民事信託売却事例

父の体調、意思能力に不安が出てきたお悩みご相談(T様)

お父様が32宅地の底地を所有されている一人娘のT様。ここ数年は入退院を繰り返し、そのたびに体調が悪化しており、父が亡くなった後のことを考えるようになっていたそうです。あまり考えたくない事だったようですが、体調の悪化だけならまだしも、年々意思疎通が怪しくなってきている父を見ていると、今後の事を考えざるをえなかったと仰っておりました。底地の地代の集金は管理会社にお任せしていましたが、その管理会社も7年前に相続をきっかけに会社を畳んでしまい、そこからはずっと父が地代の管理をしていたようですが体調が悪い事も相まって相当大変そうな姿を見ていました。ここ最近は集金管理も難しいようで、母が手伝っているようで、今後自分自身がこの様な管理が出来るのだろうかと不安が募っていたようです。

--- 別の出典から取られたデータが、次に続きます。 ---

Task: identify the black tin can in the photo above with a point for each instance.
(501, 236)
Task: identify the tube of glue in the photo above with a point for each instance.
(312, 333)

その様な悩みが尽きない日々の中で、弊社から電話があったようで、最初は警戒されたようですが、強引な営業ではなく、悩みに寄り添ってくれる姿勢に次第に弊社に相談してみようと思いたったとの事でした。

Yさんの抱えていた悩み

  1. 父が認知症になり意思疎通が困難になってきた
  2. 母も高齢でこの先自分で管理を出来る気がしない
  3. 兄弟姉妹もおらず誰にも相談出来なかった
  4. 今後どのようにすれば良いのか全く分からない状態だった

リプロプラスからのご提案と解決方法

T様のお宅へお伺いすると、お母様も同席でご相談をお聞きすることとなりました。その結果、上記4つの悩みがメインとなっているようでした。しかし、底地を全て売却してしまうという提案はシンプルではありますがT様の今後の生活資金を考えると最適解ではないと感じる部分が御座いました。また、T様及びお母さまも基本的には代々大切にしてきた土地を手放すこと(売却)を最優先にしたいお考えはなかったようなので、資産として残す部分、売却する部分を分ける事をご提案させて頂きご承諾を得ました。しかしお父様の意思能力の不安がありましたので今後を考え民事信託をご提案させて頂きました(民事信託とは事前にご本人と家族が信託契約を締結し、その登記をすると判断能力低下後でも家族の代わりに売買が出来るようになる制度のことです)。その後、ご相談を重ね、収益性が高く管理が容易な土地は残す事にし、権利が複雑化している土地や、地代の未納が発生している土地はご売却する計画となりました。そしてご整理の方向が決まった矢先、お父様が再度入院することとなり、完全に意思疎通が出来なくなってしまいました。少しでも判断が遅くなっていたらご整理が困難になるところでしたのでT様及びお母様を始め弊社も民事信託を選択しておいて良かったとホッとしたとお話したのを覚えています(民事信託をせずに意思能力を損失すると後見制度を利用することとなりますが、この後見制度は不動産の売買のみでは利用できず、また裁判所も関与する為非常に利用のハードルが高くなり、殆どの方が利用せずに不動産の売却を諦めてしまう事となります)。

ご整理完了後

民事信託を利用しつつ、収益性の高い土地は管理状況を整えて残し、複雑化した土地や地代が未納だった土地はご売却することで整理を行ったT様。その後、収益性が高い土地を残したことでお父様の介護施設費用やお母様の生活費に不安を感じることがなく、更には売却した底地の費用でアパートを1棟建築されたようでT様自身の生活も豊かになったようです。本件のご相談は、民事信託を利用していなければこの未来はなかったと思われます。弊社としてもご提案して良かったと心から感じることの出来るご相談でした。